I dati dell'Istat rilevano anche la variazione del tasso di disoccupazione: è al 10,2%. A febbraio scorso il dato è diminuito dello 0,1% rispetto a gennaio, ma è anche aumentato dello 0,5% su febbraio del 2020. Il tasso di inattività, invece, considerato tra i 15 e i 64 anni, è al 37%. Il valore è stabile su gennaio, mentre rispetto a febbraio del 2020 è cresciuto del 2,1%. In termini assoluti i segni della pandemia di Covid – e delle restrizioni per contrastarla – sono ancora più evidenti: i disoccupati a febbraio sono 2 milioni e 518mila, con 21mila persone in più rispetto allo scorso anno. Gli inattivi invece (che non ricercano un lavoro) sono 717mila in più rispetto al 2020, toccando quota 14 milioni e 84mila.

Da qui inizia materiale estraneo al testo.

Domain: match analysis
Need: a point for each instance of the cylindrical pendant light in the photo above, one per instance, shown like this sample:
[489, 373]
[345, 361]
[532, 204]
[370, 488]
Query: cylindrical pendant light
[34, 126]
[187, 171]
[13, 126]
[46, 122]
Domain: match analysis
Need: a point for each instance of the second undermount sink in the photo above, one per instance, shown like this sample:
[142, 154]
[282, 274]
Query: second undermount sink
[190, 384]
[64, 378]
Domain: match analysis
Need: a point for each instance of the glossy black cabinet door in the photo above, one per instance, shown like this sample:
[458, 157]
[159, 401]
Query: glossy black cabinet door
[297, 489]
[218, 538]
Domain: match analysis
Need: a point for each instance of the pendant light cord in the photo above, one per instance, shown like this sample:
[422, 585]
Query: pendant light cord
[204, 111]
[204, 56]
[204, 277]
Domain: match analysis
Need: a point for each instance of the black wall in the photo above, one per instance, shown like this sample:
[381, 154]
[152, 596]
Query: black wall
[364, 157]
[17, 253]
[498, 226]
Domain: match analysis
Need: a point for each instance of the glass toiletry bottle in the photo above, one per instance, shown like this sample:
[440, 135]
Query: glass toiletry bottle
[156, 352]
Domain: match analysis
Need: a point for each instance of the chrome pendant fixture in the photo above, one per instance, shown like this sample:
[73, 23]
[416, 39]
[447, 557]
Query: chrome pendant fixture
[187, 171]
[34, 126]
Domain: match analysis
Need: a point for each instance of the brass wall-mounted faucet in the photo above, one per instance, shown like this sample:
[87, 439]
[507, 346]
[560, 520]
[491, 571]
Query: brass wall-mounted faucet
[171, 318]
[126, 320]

Un'attenzione particolare viene sempre rivolta ai giovani, ma anche in questo caso i dati non sono confortanti. Il tasso di disoccupazione dei giovani tra i 15 e i 24 anni a febbraio era del 31,6%: il calo rispetto a gennaio è dell'1,2%, mentre rispetto a febbraio del 2020 si registra un aumento del 2,6%. Tasso di disoccupazione a parte, però, i dati dell'Istat dicono anche che i giovani al lavoro a febbraio erano 919mila, con un calo di 159mila unità rispetto a un anno prima.